There are also lots of pictures where we’re smiling and those are also true to how it's going - so far we've enjoyed many delicious meals, an art nouveau exhibit,
a concert of the Royal Czech String Orchestra, the Prague Castle and the
Charles Bridge.
But that accidental selfie is the one that speaks most to how
I’ve been feeling for the past three days.
Five years ago for her 85th birthday I took her to Chicago for a long weekend, and I’m painfully aware of how much frailer she is now. She runs out of breath very easily and doesn’t have very good balance, so when we go anywhere we have to walk together very slowly, with her leaning on my arm most of the time.
I know the reality is that she’s doing incredibly well.
There aren’t many 90 year olds who could walk around Prague Castle all morning,
and still be game to walk over a kilometre downhill to the 15th century Charles
Bridge. But I also know she doesn’t recognize her limits. After the castle I
suggested several times that we could go back to the hotel, but she kept
insisting she was fine to walk some more, and then when we got to the Bridge
and she finally admitted would like a taxi we were in the middle of a
pedestrian zone, and there was nothing to do but keep going to the other side.
Also worrying is the way she keeps seeing things. In the plane on the way over she said
“Look at the farms down there,” as she looked out the window.
“What do you mean? I can’t see anything that looks like farms.”
I replied. We were at 40,000 feet and all I could see beyond the expanse of the
wing was thin clouds with the faint indication of green land far below. We were
flying over Labrador at the time.
“There are four buildings,” she insisted, “and long straight
lines that could only be farm fields.”
She kept looking out, and a few minutes later said “Oh, it’s
the wing.”
I looked out again, and there were four large rivets on the
wing that did look a bit like farm buildings might, but only if we were flying
500 feet up. We’d already discussed the fact that mostly all we could see out
the window was the wing, but I guess she’d forgotten that.

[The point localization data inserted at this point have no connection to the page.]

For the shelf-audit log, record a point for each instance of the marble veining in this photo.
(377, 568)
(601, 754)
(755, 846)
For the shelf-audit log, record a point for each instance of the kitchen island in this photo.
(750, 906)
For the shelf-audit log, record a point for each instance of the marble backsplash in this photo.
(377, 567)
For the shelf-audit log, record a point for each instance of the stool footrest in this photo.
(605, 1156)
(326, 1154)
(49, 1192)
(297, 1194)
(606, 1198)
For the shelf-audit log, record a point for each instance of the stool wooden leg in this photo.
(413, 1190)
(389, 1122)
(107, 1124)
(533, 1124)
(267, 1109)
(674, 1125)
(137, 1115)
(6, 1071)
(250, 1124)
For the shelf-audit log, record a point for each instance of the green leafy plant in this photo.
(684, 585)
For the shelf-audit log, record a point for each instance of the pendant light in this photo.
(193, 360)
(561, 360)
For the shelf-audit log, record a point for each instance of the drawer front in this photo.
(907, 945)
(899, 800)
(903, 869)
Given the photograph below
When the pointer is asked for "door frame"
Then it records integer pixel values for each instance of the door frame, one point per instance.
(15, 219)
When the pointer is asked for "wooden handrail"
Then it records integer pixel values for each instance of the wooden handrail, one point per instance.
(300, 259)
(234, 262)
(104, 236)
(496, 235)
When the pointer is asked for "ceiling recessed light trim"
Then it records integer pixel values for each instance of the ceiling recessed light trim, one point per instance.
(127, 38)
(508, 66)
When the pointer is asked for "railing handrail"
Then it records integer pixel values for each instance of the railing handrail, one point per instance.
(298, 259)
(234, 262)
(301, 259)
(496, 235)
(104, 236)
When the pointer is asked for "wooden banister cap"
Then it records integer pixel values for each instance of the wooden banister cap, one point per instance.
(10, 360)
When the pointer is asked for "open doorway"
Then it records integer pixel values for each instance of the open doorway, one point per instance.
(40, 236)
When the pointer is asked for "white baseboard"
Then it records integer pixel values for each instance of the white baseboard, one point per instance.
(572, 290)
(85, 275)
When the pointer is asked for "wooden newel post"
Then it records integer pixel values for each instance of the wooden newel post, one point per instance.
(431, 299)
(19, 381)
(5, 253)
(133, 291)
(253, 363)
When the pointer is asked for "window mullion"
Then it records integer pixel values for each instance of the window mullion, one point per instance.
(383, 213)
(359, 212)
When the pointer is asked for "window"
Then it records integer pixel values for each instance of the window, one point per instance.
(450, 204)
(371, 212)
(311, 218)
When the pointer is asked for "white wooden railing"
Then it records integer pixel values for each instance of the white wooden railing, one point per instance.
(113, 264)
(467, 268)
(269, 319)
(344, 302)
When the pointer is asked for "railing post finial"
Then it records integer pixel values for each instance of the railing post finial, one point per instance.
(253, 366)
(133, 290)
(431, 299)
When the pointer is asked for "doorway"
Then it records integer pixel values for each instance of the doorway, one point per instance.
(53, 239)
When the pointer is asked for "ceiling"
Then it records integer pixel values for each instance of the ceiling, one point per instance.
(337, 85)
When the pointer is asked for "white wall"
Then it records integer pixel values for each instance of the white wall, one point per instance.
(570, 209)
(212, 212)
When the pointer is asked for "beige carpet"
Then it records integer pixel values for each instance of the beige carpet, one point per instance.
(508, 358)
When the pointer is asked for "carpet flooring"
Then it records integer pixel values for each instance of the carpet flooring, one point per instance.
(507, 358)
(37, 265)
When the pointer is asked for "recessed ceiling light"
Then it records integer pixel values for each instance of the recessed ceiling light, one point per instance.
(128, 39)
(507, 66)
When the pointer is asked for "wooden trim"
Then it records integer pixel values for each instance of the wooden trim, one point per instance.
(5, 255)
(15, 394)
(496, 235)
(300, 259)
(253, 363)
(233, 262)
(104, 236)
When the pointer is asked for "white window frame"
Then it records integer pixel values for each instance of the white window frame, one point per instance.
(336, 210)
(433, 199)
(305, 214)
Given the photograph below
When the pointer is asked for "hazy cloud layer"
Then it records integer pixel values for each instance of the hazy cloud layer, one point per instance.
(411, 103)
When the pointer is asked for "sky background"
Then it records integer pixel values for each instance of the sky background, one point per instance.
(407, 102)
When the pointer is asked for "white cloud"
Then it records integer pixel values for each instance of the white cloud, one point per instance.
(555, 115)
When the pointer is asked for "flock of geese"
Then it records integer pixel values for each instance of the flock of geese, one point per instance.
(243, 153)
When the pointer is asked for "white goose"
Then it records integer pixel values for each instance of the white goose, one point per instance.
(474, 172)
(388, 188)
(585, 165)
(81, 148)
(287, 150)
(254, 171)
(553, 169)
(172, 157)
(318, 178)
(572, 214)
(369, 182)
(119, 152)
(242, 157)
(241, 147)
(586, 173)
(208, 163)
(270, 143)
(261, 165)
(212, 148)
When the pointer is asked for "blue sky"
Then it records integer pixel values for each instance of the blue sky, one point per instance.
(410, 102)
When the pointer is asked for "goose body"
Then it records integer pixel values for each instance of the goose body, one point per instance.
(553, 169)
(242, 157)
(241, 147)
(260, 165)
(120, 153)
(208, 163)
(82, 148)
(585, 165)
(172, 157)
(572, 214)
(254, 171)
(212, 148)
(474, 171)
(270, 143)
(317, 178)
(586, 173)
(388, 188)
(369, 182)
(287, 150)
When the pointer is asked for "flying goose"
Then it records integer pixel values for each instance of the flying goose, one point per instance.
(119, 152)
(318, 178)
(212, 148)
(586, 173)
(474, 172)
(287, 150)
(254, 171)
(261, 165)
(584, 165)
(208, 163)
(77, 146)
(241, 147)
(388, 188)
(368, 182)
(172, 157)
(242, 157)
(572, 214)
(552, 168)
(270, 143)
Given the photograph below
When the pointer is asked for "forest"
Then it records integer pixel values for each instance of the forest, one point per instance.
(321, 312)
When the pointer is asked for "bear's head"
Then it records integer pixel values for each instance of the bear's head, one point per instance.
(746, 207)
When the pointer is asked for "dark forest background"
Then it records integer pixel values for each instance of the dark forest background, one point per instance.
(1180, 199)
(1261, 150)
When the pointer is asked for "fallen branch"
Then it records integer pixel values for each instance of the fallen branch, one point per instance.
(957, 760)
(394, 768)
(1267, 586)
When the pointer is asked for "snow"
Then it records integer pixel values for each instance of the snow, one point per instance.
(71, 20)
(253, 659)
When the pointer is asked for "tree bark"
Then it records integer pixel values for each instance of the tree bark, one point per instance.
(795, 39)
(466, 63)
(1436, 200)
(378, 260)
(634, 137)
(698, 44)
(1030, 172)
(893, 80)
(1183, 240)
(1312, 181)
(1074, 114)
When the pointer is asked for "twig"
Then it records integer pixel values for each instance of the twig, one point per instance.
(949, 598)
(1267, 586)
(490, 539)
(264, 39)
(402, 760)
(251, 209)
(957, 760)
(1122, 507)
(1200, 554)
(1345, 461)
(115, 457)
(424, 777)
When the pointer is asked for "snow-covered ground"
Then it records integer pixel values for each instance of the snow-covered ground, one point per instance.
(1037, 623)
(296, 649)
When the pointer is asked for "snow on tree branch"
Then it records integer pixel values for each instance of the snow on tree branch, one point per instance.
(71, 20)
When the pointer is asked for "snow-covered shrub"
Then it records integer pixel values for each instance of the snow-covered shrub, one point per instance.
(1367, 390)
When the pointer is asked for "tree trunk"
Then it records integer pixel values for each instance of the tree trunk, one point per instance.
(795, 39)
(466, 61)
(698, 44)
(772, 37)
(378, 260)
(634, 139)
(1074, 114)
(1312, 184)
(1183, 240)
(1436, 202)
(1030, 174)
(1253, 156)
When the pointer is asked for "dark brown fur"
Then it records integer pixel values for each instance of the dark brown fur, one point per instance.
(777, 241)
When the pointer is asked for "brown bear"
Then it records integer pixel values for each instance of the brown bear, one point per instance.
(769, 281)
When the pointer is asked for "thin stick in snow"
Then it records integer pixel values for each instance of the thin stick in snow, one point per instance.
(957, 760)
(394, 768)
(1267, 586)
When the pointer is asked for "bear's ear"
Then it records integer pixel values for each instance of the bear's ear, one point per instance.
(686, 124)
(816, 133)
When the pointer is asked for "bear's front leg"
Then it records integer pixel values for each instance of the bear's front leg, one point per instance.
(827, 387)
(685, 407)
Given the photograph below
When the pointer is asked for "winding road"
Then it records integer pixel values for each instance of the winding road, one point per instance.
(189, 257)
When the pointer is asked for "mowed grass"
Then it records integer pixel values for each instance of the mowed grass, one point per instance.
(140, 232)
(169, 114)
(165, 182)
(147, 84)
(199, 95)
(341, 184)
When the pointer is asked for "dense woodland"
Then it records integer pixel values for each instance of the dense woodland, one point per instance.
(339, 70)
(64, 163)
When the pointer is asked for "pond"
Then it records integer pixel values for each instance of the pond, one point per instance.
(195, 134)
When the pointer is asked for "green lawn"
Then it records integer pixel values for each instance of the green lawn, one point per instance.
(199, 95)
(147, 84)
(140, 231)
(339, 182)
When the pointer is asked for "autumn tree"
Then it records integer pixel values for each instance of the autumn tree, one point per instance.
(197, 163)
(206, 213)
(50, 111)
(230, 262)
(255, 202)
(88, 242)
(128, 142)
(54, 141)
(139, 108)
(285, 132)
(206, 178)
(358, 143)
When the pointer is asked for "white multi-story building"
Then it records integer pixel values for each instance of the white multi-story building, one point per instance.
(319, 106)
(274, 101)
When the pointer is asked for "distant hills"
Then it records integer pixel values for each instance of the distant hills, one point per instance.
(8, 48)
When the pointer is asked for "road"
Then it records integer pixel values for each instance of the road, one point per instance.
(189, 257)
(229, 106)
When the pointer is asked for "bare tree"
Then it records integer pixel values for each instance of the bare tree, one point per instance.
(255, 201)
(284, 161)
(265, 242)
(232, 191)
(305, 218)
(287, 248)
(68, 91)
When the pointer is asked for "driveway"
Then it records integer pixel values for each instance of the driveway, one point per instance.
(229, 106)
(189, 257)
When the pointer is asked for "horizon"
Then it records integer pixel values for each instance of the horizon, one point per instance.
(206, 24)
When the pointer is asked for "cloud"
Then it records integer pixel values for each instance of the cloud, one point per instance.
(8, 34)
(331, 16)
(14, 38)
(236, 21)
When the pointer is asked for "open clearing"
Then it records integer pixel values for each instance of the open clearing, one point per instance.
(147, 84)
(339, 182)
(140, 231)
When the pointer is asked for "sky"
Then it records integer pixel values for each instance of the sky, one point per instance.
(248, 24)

There’ve been other perception problems – like tonight when she
said a piece of lighting equipment at the concert was a sculpture of a bird,
and the time she got lost in the hotel room while trying to make it back to her
bed after turning out the light.
Tomorrow we take a bus to the ship where we’ll stay for the next ten days as we sail down the Danube. I can’t wait. It will be a relief to have her tucked away in a stateroom, looking out at the scenery as it passes by. I hope I’ll be able to finally relax then.